Engel and Romano (2) first demonstrated cerebral insufficiency with EEG recordings, the most sensitive and reliable indicator available in 1959. Accumulating evidence suggests that anticholinergics increase the risk of delirium and that antidopaminergic drugs ameliorate symptoms. However, which brain regions are involved in these effects and the physiology of delirium's often fluctuating course remain unknown. Choi and colleagues' study attempts to answer these questions with current brain-imaging methods.
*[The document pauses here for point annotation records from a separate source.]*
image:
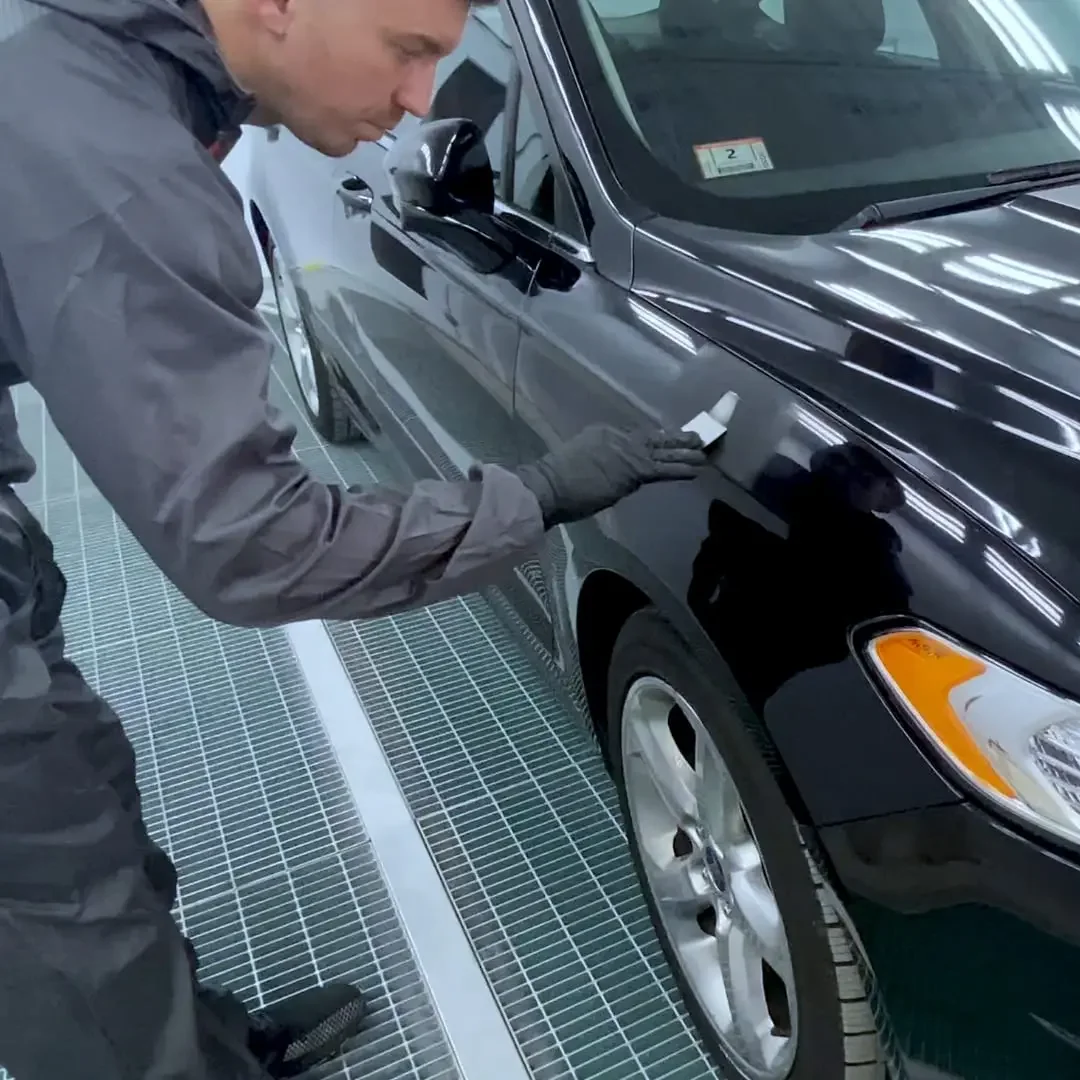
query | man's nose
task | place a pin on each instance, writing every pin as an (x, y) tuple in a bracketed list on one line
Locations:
[(415, 93)]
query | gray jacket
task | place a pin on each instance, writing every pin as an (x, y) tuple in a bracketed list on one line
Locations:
[(129, 286)]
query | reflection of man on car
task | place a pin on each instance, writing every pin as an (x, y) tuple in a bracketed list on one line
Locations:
[(775, 607)]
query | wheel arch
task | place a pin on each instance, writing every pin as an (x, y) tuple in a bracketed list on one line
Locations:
[(607, 599)]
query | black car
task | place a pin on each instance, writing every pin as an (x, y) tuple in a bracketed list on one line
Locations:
[(838, 678)]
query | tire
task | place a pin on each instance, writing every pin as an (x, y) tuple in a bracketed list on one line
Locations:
[(831, 1031), (319, 394)]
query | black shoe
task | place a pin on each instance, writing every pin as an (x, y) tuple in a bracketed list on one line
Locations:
[(307, 1029)]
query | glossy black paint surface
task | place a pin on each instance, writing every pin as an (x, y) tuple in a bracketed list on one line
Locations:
[(905, 449)]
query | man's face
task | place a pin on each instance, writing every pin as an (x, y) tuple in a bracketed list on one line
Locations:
[(337, 72)]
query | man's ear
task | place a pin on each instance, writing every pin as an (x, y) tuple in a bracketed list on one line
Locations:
[(272, 15)]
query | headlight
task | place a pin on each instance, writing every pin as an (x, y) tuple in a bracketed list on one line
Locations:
[(1014, 741)]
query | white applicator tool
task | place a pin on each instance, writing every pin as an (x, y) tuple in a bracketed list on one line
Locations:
[(712, 426)]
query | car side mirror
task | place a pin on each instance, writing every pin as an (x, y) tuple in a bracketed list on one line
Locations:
[(444, 186)]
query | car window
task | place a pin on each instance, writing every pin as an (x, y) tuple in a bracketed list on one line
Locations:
[(906, 29), (472, 81), (791, 116), (534, 178)]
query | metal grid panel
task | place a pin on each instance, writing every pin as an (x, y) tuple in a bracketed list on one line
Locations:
[(279, 886), (522, 821)]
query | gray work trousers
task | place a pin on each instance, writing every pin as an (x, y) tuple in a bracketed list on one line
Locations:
[(96, 981)]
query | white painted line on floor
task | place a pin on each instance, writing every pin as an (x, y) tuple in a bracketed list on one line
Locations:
[(471, 1016)]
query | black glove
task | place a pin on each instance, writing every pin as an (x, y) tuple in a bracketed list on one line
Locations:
[(601, 466)]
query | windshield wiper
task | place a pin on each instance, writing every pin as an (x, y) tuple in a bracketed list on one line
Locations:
[(999, 187)]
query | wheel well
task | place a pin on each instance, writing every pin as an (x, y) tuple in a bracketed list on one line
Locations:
[(606, 602), (261, 229)]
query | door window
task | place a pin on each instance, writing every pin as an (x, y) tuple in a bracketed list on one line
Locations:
[(532, 184), (472, 81)]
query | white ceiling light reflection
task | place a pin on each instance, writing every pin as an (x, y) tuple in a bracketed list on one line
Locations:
[(1026, 43), (663, 326), (947, 523), (918, 391), (885, 268), (775, 335), (939, 361), (1035, 596), (999, 271), (1066, 118), (824, 431), (920, 241), (1068, 428), (867, 300)]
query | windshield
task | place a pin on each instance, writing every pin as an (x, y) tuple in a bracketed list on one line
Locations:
[(791, 116)]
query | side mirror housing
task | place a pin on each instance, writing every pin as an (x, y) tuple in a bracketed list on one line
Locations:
[(444, 185), (443, 169)]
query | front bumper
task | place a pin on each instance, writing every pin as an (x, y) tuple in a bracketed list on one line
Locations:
[(973, 933)]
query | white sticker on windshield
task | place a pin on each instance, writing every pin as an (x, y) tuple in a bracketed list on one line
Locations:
[(732, 157)]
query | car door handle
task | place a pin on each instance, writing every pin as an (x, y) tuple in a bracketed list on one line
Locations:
[(356, 196)]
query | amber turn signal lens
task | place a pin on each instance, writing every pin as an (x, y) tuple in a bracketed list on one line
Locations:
[(925, 671)]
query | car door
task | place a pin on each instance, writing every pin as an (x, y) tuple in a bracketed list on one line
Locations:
[(432, 343), (593, 350)]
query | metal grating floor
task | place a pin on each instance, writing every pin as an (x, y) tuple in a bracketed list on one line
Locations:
[(522, 821), (280, 887)]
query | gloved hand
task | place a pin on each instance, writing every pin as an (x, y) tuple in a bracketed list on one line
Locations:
[(602, 464)]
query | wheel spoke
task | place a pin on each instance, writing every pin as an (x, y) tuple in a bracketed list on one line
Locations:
[(756, 914), (743, 976), (719, 805), (709, 881), (652, 747), (679, 887)]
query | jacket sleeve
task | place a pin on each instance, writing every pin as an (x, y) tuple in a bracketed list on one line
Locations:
[(137, 326)]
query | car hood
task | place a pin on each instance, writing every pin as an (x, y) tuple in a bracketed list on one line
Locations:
[(953, 341)]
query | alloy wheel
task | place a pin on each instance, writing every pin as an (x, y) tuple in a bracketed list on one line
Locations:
[(709, 881), (296, 336)]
Their analyses of connectivity, developed from examining correlations of blood oxygen levels between various brain regions in resting-state fMRI scans, show that the brain in delirium patients has disrupted connectivity between the dorsal lateral prefrontal cortex and the posterior cingulate cortex. The authors suggest that the persistence of this physiological disruption beyond the resolution of acute delirious symptoms accounts for patients' problems in attentiveness that often outlast their acute hospitalization. A disruption of the connectivity of key subcortical regions, such as the intralaminar thalamus, from brainstem and midbrain nuclei was also observed. The disrupted connectivity includes the mesencephalic tegmentum, which relays brainstem reticular activation, the midbrain nucleus basalis, the source of cholinergic innervation, and the midbrain ventral tegmental area, the source of dopaminergic innervation. Unlike the cortical connections, these subcortical connections recover more quickly, perhaps because they reflect the transient effects of the anticholinergic drugs from anesthesia and the antidopaminergic drugs used for acute behavioral control. The resolution of connectivity between the mesencephalic tegmentum and the thalamus may account for the early restoration of alertness, although higher brain neocortical functions remain altered. Strengths of this study include the scanning of patients both during the acute episode and after its resolution; weaknesses include the a priori assumption about the role of the posterior cingulate cortex and the modest sample size. The patients' use of medication also confounds results but is clinically unavoidable.